DuckDB

DuckDB is a fast in-process analytical database. DuckDB is under an MIT license.

In this notebook we are going to show how to use DuckDB as a Vector store to be used in LlamaIndex.

Install DuckDB with:

pip install duckdb

Make sure to use the latest DuckDB version (>= 0.10.0).

You can run DuckDB in different modes depending on persistence:

in-memory is the default mode, where the database is created in memory, you can force this to be use by setting database_name = ":memory:" when initializing the vector store.
persistence is set by using a name for a database and setting a persistence directory database_name = "my_vector_store.duckdb" where the database is persisted in the default persist_dir or to the one you set it to.

With the vector store created, you can:

.add
.get
.update
.upsert
.delete
.peek
.query to run a search.

Basic example

In this basic example, we take the Paul Graham essay, split it into chunks, embed it using an open-source embedding model, load it into DuckDBVectorStore, and then query it.

For the embedding model we will use OpenAI.

If you're opening this Notebook on colab, you will probably need to install LlamaIndex 🦙.

python

!pip install llama-index

Creating a DuckDB Index

python

!pip install duckdb
!pip install llama-index-vector-stores-duckdb

python

from llama_index.core import VectorStoreIndex, SimpleDirectoryReader
from llama_index.vector_stores.duckdb import DuckDBVectorStore
from llama_index.core import StorageContext

from IPython.display import Markdown, display

python

# Setup OpenAI API
import os
import openai

openai.api_key = os.environ["OPENAI_API_KEY"]

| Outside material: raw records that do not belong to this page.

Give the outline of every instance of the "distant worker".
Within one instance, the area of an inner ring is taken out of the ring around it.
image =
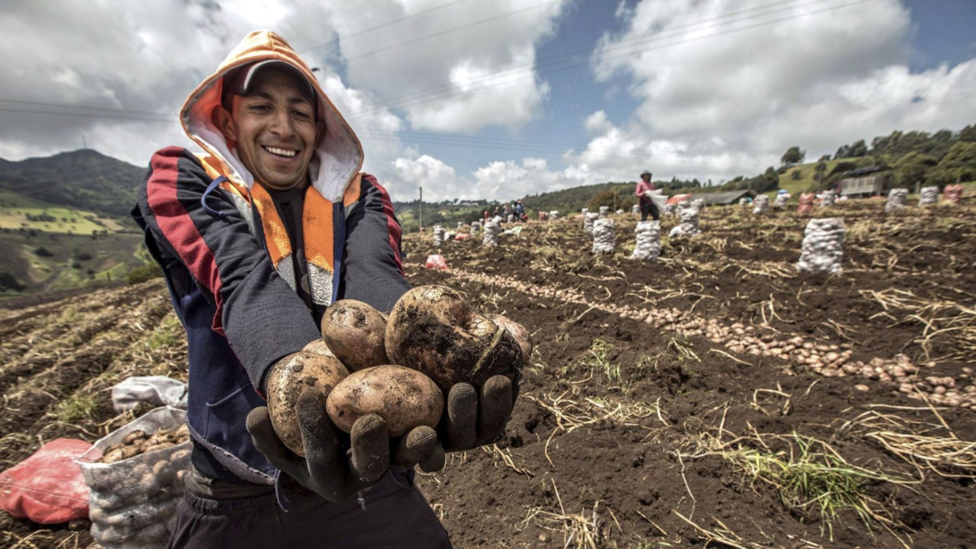
[[[658,207],[650,196],[651,191],[655,189],[654,184],[651,183],[651,172],[644,170],[644,173],[640,174],[637,190],[634,192],[634,195],[640,199],[640,221],[647,221],[648,214],[654,221],[661,219],[661,212],[658,211]]]

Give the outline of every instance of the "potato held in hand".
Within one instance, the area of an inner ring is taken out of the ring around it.
[[[389,436],[396,438],[414,427],[436,427],[444,399],[423,373],[383,365],[349,374],[329,395],[326,409],[333,423],[346,433],[360,417],[378,414],[386,422]]]
[[[522,365],[528,364],[529,357],[532,356],[532,348],[534,347],[532,344],[532,334],[529,333],[529,330],[504,315],[490,313],[485,315],[485,317],[494,320],[496,324],[505,328],[511,334],[511,337],[515,338],[515,342],[518,343],[518,347],[522,350]]]
[[[350,371],[386,364],[386,317],[354,299],[333,303],[322,316],[322,339]]]
[[[514,378],[522,354],[511,334],[445,286],[403,294],[386,340],[391,361],[419,369],[445,392],[459,382],[480,387],[493,375]]]
[[[301,351],[279,360],[267,375],[267,409],[271,426],[281,442],[293,452],[305,456],[298,403],[302,392],[317,388],[326,395],[349,370],[334,357],[315,351]]]

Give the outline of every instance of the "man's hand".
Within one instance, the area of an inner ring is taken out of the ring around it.
[[[404,435],[396,442],[391,460],[389,436],[382,417],[360,417],[346,438],[329,418],[325,402],[326,395],[315,389],[305,389],[299,397],[297,412],[305,458],[289,450],[278,438],[266,406],[251,410],[247,417],[254,444],[268,461],[325,499],[339,502],[351,497],[378,483],[390,464],[413,467],[420,463],[425,471],[443,467],[444,450],[436,448],[433,429],[417,427]]]
[[[389,439],[380,416],[359,418],[349,435],[352,452],[347,452],[346,436],[325,411],[326,396],[305,389],[299,397],[298,416],[305,458],[289,450],[271,426],[266,406],[259,406],[247,416],[247,430],[255,446],[279,470],[302,486],[331,502],[346,500],[375,485],[389,464]]]
[[[441,441],[419,461],[421,470],[432,473],[444,467],[445,451],[461,451],[492,443],[505,435],[514,405],[514,386],[508,377],[488,378],[475,390],[458,383],[447,395],[447,414],[441,422]]]

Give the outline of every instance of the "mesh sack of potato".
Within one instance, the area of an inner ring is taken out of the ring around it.
[[[186,412],[155,408],[78,458],[91,492],[92,537],[105,549],[162,549],[183,497],[191,443]]]
[[[752,200],[752,213],[753,214],[764,214],[766,210],[769,209],[769,196],[766,194],[759,194]]]
[[[939,201],[938,187],[922,187],[918,193],[918,205],[930,206]]]
[[[681,222],[678,223],[670,233],[671,236],[694,236],[698,234],[698,213],[699,209],[694,204],[685,205],[681,203],[681,210],[678,213]]]
[[[497,246],[498,245],[498,235],[502,232],[502,226],[493,220],[488,220],[485,222],[484,236],[481,239],[481,243],[486,246]]]
[[[908,189],[892,189],[888,191],[888,201],[884,203],[884,213],[890,213],[905,207],[909,200]]]
[[[843,220],[811,219],[803,232],[802,251],[796,269],[807,273],[839,273],[843,244]]]
[[[962,186],[947,185],[945,190],[942,191],[942,197],[950,204],[959,205],[962,203]]]
[[[637,234],[637,244],[630,259],[657,261],[661,255],[661,222],[638,221],[634,232]]]
[[[587,234],[593,233],[593,222],[600,218],[596,212],[586,212],[583,214],[583,232]]]
[[[614,234],[614,224],[610,218],[598,219],[593,222],[594,254],[612,254],[617,247],[617,237]]]

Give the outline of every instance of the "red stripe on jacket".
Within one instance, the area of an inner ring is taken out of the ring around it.
[[[400,230],[400,225],[396,223],[393,218],[393,202],[389,199],[389,193],[386,190],[376,181],[376,178],[371,175],[364,175],[363,179],[369,182],[370,185],[380,190],[380,200],[383,202],[383,213],[386,214],[386,229],[389,230],[389,247],[393,250],[393,261],[396,262],[396,268],[400,270],[400,274],[403,274],[403,262],[400,261],[400,246],[397,242],[400,241],[400,236],[402,235],[402,231]]]
[[[214,295],[217,314],[214,315],[213,328],[224,335],[221,274],[217,270],[214,252],[177,196],[179,162],[183,157],[183,150],[179,147],[168,147],[152,155],[152,176],[146,183],[149,209],[156,218],[159,230],[180,255],[189,274]]]

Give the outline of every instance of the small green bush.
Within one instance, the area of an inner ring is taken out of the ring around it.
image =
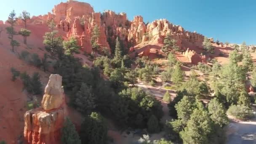
[[[230,106],[227,110],[227,113],[243,120],[248,120],[254,117],[251,108],[243,105],[233,105]]]
[[[42,65],[41,59],[37,53],[33,53],[31,55],[31,59],[29,63],[37,67],[40,67]]]
[[[27,51],[22,51],[21,53],[20,58],[22,60],[25,61],[27,62],[29,62],[30,61],[29,58],[30,53]]]
[[[12,67],[11,69],[11,71],[13,74],[11,80],[14,81],[17,79],[17,77],[19,77],[20,75],[20,72],[16,70],[14,67]]]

Download and prepare the sample dataset

python

!mkdir -p 'data/paul_graham/'
!wget 'https://raw.githubusercontent.com/run-llama/llama_index/main/docs/examples/data/paul_graham/paul_graham_essay.txt' -O 'data/paul_graham/paul_graham_essay.txt'

python

documents = SimpleDirectoryReader("data/paul_graham/").load_data()

vector_store = DuckDBVectorStore()
storage_context = StorageContext.from_defaults(vector_store=vector_store)

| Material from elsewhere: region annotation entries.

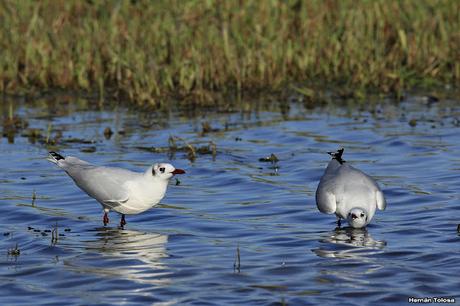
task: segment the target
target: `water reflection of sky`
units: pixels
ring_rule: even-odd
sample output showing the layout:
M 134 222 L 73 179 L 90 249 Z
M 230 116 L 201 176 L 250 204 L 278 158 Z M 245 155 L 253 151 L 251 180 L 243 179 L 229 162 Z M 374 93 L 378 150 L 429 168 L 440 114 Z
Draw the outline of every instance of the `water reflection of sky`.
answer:
M 5 254 L 16 242 L 21 248 L 0 263 L 2 302 L 383 305 L 408 296 L 459 298 L 458 103 L 292 105 L 284 114 L 275 105 L 193 118 L 122 107 L 85 111 L 88 104 L 78 103 L 16 110 L 30 128 L 72 141 L 46 146 L 18 131 L 14 144 L 0 142 L 0 245 Z M 203 122 L 214 131 L 203 134 Z M 106 127 L 114 131 L 110 139 Z M 192 162 L 186 152 L 145 150 L 167 148 L 170 136 L 196 146 L 212 141 L 217 156 L 198 154 Z M 363 231 L 335 229 L 335 218 L 316 209 L 324 152 L 338 146 L 387 197 L 387 210 Z M 82 152 L 87 147 L 96 151 Z M 187 175 L 159 207 L 130 216 L 124 231 L 103 229 L 99 204 L 44 159 L 50 148 L 138 171 L 170 160 Z M 272 153 L 276 164 L 259 161 Z M 63 236 L 53 245 L 46 230 L 56 222 Z

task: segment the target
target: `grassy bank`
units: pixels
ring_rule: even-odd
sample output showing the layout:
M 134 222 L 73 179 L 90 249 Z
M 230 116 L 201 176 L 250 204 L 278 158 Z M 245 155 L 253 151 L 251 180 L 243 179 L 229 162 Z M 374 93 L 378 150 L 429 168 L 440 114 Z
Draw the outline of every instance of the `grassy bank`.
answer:
M 456 0 L 1 1 L 0 91 L 158 105 L 457 86 L 459 11 Z

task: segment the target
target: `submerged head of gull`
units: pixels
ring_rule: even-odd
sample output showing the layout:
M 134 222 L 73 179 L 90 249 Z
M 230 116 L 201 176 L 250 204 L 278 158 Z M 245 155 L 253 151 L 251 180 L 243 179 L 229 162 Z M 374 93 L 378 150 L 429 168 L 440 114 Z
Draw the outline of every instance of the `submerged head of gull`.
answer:
M 322 213 L 335 214 L 353 228 L 368 225 L 375 210 L 384 210 L 386 201 L 377 183 L 342 159 L 344 149 L 329 153 L 329 162 L 316 189 L 316 205 Z

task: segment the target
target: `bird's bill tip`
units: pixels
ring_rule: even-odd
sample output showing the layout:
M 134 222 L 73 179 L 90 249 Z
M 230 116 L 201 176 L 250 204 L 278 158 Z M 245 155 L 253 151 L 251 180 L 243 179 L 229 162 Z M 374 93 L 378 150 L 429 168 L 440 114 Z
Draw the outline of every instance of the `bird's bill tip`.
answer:
M 185 173 L 185 171 L 184 171 L 184 170 L 182 170 L 182 169 L 174 169 L 174 171 L 173 171 L 173 172 L 171 172 L 171 173 L 172 173 L 172 174 L 174 174 L 174 175 L 176 175 L 176 174 L 184 174 L 184 173 Z

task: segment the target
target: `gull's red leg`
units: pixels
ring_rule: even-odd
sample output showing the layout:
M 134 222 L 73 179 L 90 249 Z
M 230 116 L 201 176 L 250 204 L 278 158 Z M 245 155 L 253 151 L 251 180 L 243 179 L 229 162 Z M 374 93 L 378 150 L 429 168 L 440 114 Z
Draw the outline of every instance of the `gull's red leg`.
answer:
M 109 216 L 107 215 L 107 212 L 104 213 L 104 218 L 102 218 L 102 222 L 104 222 L 104 226 L 109 223 Z
M 120 227 L 123 227 L 126 225 L 126 220 L 125 220 L 125 215 L 121 215 L 121 220 L 120 220 Z

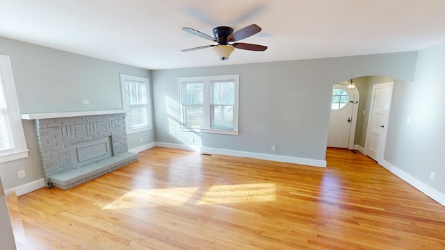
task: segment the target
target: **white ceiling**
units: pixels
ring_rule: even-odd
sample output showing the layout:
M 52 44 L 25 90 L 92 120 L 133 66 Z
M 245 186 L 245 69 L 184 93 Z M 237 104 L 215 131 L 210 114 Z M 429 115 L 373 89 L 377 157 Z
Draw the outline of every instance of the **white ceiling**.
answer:
M 0 0 L 0 36 L 150 69 L 419 50 L 445 41 L 445 0 Z M 263 31 L 221 62 L 212 35 Z M 1 46 L 1 44 L 0 44 Z

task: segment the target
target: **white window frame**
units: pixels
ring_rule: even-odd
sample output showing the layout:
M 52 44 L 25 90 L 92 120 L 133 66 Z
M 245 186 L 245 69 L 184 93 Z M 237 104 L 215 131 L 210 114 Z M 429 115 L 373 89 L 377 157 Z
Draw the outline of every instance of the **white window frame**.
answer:
M 234 81 L 234 103 L 233 109 L 234 128 L 233 130 L 218 129 L 211 128 L 211 92 L 212 82 L 216 81 Z M 203 83 L 204 101 L 203 101 L 203 121 L 201 127 L 188 127 L 185 126 L 186 120 L 185 105 L 184 99 L 184 85 L 187 83 L 201 82 Z M 238 135 L 238 110 L 239 110 L 239 75 L 209 76 L 178 78 L 179 100 L 179 119 L 180 129 L 182 131 L 209 133 L 223 135 Z
M 131 134 L 134 133 L 139 133 L 142 131 L 145 131 L 148 130 L 151 130 L 153 128 L 153 123 L 152 121 L 152 98 L 150 94 L 150 86 L 149 81 L 147 78 L 135 76 L 124 74 L 120 74 L 120 87 L 121 87 L 121 92 L 122 96 L 122 107 L 127 112 L 130 110 L 130 107 L 127 103 L 127 93 L 125 84 L 127 81 L 130 82 L 137 82 L 139 83 L 143 83 L 145 85 L 147 90 L 147 124 L 144 126 L 140 126 L 138 127 L 130 128 L 128 122 L 128 115 L 126 117 L 126 123 L 127 123 L 127 133 Z
M 0 84 L 6 101 L 6 113 L 9 122 L 11 149 L 0 151 L 0 162 L 6 162 L 28 157 L 28 147 L 25 140 L 19 101 L 17 98 L 13 67 L 8 56 L 0 55 Z M 3 93 L 0 93 L 3 94 Z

index = VectorStoreIndex.from_documents(
    documents, storage_context=storage_context
)

python

query_engine = index.as_query_engine()
response = query_engine.query("What did the author do growing up?")
display(Markdown(f"<b>{response}</b>"))

Persisting to disk example

Extending the previous example, if you want to save to disk, simply initialize the DuckDBVectorStore by specifying a database name and persist directory.

python

# Save to disk
documents = SimpleDirectoryReader("data/paul_graham/").load_data()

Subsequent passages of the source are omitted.